Bodhi was right. A drab gray dress with white sleeves.
“And another thing,” Bodhi peeked at the monograph again, “these guys in the book are wearing—what are those? Togas?”
“Yes, togas. It was part of the whole Renaissance obsession with classical Greek and—”
Bodhi tapped the X-ray and the window behind it again. “Well, there’s no toga here. No toga, no long beard, no stick.”
There was something familiar about the specter behind the Madonna and Child. The way he gazed directly at the viewer with his large, round eyes. The familiarity of the hand on the Virgin’s shoulder. The hair and the beard and the—
“Oh. My. God.”
I dropped the film and paged frantically through the monograph, stopping at a painting of two men.
“What’s that one called?” Bodhi asked.
“It’s a painting called Self-Portrait with a Friend.” I propped up the book for Bodhi to see. “Look at the man standing in back.”

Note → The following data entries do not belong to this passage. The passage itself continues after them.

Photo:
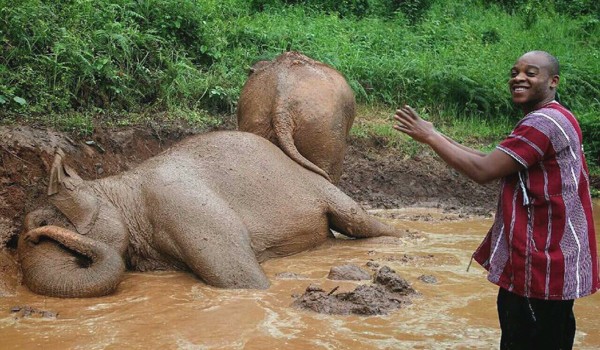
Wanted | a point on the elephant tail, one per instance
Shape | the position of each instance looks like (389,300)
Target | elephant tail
(282,124)
(61,263)
(349,218)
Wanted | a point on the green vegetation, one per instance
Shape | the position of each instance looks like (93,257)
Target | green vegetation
(76,63)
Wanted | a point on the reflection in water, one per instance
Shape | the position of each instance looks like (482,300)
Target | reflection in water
(171,310)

“Self-portrait?” Bodhi’s eyes widened. “That’s . . . ?”
“Yes,” I nodded. “That’s Raphael himself. And so,” I held up the X-ray again, “is that.”
Chapter Eleven
It wasn’t a Madonna and Child. Or even a Holy Family. It was a family portrait.

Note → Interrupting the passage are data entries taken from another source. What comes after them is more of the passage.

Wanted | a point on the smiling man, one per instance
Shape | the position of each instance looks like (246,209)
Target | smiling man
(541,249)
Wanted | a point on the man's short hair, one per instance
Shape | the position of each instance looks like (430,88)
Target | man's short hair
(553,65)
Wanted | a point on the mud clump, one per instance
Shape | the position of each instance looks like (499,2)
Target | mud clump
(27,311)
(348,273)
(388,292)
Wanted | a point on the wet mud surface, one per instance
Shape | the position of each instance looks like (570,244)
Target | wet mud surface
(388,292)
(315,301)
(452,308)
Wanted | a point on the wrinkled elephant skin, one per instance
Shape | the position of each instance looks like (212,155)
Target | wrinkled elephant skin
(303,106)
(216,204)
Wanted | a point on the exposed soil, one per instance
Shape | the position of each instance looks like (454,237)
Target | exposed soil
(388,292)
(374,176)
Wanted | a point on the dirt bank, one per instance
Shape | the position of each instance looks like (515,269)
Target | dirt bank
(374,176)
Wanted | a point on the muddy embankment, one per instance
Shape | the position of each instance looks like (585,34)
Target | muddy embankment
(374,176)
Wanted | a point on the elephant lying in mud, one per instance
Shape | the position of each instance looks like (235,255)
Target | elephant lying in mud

A family portrait of Raffaello Sanzio, his secret wife, and his sleeping child. Making this the only painting—the only record of any kind—that proved the existence of Raphael’s family.
Suddenly everything made sense.
It explained why the woman and child looked so human, so complex, and nothing like gods.
It explained why Margherita Luti—not the Virgin Mary—was identified with the pearl (margarita) in her hair.
It explained the hand on the boob. For once my mother was right: Raphael was trying to tell us—across three different paintings—that she was not just a mistress, but a mother.
But I still didn’t understand what had transformed the sexy and sensuous Fornarina into such a melancholy figure.